Transnet and IFC, a member of the World Bank Group, have signed a cost-sharing agreement for the development of a LNG storage and regasification terminal at the Port of Richards Bay.
The agreement also covers the re-purposing of Transnet pipelines for natural gas transmission to inland markets. Transnet has identified significant industrial demand for natural gas and opportunities to leverage its ports, pipelines and rail assets to facilitate private investment in gas infrastructure in South Africa.
This initiative will unlock a backbone of the country's natural gas network infrastructure to serve existing and growing gas markets, consisting largely of industrial and commercial off-takers located in KwaZulu-Natal, Mpumalanga, Free State and Gauteng provinces. The Richards Bay Nautral Gas Network project will complement the delivery of LNG to new markets in the Eastern Cape and Western Cape provinces through the ports of Ngqura and Saldanha Bay and will support the government's future gas-to-power projects.
The NGN project incorporates the LNG storage and regasification terminal in the Port of Richards Bay, plans for the re-purposing of Transnet's Lily Pipeline and Durban-Johnannesburg Pipeline for the transmission of natural gas, and the establishment of virtual pipelines for LNG to be transported to various markets by road and rail.

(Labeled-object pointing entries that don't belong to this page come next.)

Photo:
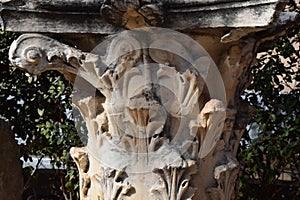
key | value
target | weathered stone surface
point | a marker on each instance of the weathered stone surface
(76, 16)
(164, 121)
(11, 178)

IFC has committed $2 million as part of the cost sharing agreement.
The terminal will be developed by private investors that will be selected through a competitive process to own a majority stake in a planned special purpose vehicle. The project is expected to be operational by 2024.
The expansion of South Africa's natural gas network will help modernise the energy usage in the region and increase access to natural gas for end consumers.